Imputing missing data in a ML Pipeline I

As you've come to appreciate, there are many steps to building a model, from creating training and test sets, to fitting a classifier or regressor, to tuning its parameters, to evaluating its performance on new data. Imputation can be seen as the first step of this machine learning process, the entirety of which can be viewed within the context of a pipeline. Scikit-learn provides a pipeline constructor that allows you to piece together these steps into one process and thereby simplify your workflow.
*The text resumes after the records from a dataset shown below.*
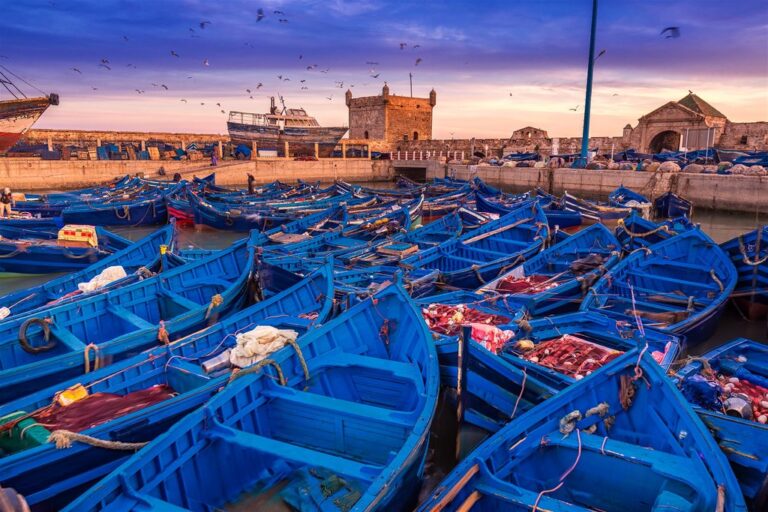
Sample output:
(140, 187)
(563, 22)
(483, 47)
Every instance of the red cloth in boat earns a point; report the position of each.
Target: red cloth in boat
(99, 408)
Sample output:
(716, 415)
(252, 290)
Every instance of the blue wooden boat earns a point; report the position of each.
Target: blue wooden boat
(749, 254)
(492, 391)
(594, 212)
(635, 231)
(576, 344)
(488, 251)
(144, 253)
(38, 251)
(678, 286)
(32, 222)
(729, 413)
(591, 447)
(557, 278)
(183, 376)
(141, 212)
(669, 205)
(349, 432)
(556, 214)
(628, 198)
(399, 245)
(76, 338)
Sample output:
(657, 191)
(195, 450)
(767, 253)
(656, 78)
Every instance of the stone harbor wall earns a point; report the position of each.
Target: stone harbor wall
(26, 175)
(717, 192)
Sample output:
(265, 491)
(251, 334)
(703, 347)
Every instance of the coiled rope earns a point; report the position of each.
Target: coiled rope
(65, 438)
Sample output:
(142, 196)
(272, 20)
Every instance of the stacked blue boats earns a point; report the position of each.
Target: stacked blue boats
(311, 365)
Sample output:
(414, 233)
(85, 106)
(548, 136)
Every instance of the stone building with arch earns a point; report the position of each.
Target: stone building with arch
(688, 124)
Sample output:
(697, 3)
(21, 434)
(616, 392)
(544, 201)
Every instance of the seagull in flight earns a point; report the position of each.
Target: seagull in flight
(672, 32)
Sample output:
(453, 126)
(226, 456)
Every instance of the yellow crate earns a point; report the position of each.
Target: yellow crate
(79, 233)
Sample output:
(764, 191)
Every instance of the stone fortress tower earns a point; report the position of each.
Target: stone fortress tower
(390, 118)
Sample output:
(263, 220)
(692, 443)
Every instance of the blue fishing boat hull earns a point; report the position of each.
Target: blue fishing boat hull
(591, 447)
(49, 478)
(484, 253)
(749, 254)
(679, 286)
(76, 338)
(143, 253)
(744, 441)
(593, 328)
(36, 251)
(346, 424)
(555, 263)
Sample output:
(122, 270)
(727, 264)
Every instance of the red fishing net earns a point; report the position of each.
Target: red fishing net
(571, 355)
(99, 408)
(530, 284)
(448, 319)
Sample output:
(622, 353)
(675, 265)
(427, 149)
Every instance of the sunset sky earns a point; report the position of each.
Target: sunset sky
(496, 65)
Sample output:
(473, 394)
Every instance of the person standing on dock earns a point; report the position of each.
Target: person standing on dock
(6, 201)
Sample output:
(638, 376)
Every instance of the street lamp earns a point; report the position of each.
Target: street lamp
(584, 157)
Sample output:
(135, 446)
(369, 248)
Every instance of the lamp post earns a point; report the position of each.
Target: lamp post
(584, 157)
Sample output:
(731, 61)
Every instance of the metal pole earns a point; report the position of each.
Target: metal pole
(462, 365)
(583, 159)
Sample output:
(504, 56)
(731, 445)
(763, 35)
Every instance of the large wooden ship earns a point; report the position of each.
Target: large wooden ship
(293, 125)
(17, 115)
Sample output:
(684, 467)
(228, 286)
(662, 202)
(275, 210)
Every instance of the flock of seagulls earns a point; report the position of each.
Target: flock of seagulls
(671, 32)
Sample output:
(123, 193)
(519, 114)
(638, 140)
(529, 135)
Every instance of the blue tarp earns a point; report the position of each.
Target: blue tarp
(519, 157)
(244, 150)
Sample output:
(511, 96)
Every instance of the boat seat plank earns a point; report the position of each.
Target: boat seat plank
(398, 369)
(342, 407)
(180, 300)
(695, 284)
(292, 452)
(132, 318)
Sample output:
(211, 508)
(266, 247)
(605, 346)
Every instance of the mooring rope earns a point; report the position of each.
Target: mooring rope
(65, 438)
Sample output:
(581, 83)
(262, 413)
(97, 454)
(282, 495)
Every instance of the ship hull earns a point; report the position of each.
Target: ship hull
(18, 116)
(301, 140)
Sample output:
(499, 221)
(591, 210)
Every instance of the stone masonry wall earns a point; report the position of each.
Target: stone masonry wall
(407, 117)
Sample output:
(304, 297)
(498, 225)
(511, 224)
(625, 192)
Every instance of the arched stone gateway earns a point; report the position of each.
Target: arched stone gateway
(667, 140)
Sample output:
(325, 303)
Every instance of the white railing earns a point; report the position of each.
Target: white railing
(427, 155)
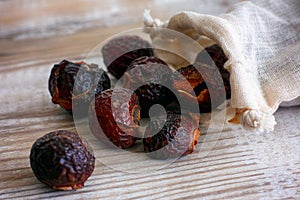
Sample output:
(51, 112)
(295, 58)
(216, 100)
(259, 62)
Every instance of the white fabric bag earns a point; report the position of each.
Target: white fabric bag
(261, 40)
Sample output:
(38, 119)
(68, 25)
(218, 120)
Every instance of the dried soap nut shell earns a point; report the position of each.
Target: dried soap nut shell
(62, 160)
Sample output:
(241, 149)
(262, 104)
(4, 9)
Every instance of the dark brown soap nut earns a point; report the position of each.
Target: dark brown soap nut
(149, 77)
(77, 82)
(114, 117)
(171, 138)
(218, 58)
(62, 160)
(119, 52)
(202, 77)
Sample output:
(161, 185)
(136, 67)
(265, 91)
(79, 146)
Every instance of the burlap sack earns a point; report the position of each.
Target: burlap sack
(262, 42)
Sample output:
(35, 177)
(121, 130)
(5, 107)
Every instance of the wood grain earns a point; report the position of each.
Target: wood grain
(233, 164)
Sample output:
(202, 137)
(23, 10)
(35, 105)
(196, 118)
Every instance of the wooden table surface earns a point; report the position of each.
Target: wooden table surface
(36, 34)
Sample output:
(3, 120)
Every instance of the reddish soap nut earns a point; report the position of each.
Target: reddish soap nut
(62, 160)
(76, 82)
(172, 138)
(119, 52)
(114, 118)
(218, 58)
(148, 76)
(202, 77)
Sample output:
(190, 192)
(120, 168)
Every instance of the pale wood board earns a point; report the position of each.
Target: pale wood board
(239, 165)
You'll now practice setting up a pipeline with two steps: the imputation step, followed by the instantiation of a classifier. You've seen three classifiers in this course so far: k-NN, logistic regression, and the decision tree. You will now be introduced to a fourth one - the Support Vector Machine, or SVM. For now, do not worry about how it works under the hood. It works exactly as you would expect of the scikit-learn estimators that you have worked with previously, in that it has the same .fit() and .predict() methods as before.

Instructions
100 XP
  • Import Imputer from sklearn.preprocessing and SVC from sklearn.svm. SVC stands for Support Vector Classification, which is a type of SVM.
  • Setup the Imputation transformer to impute missing data (represented as 'NaN') with the 'most_frequent' value in the column (axis=0).
  • Instantiate a SVC classifier. Store the result in clf.
  • Create the steps of the pipeline by creating a list of tuples:
    • The first tuple should consist of the imputation step, using imp.
    • The second should consist of the classifier.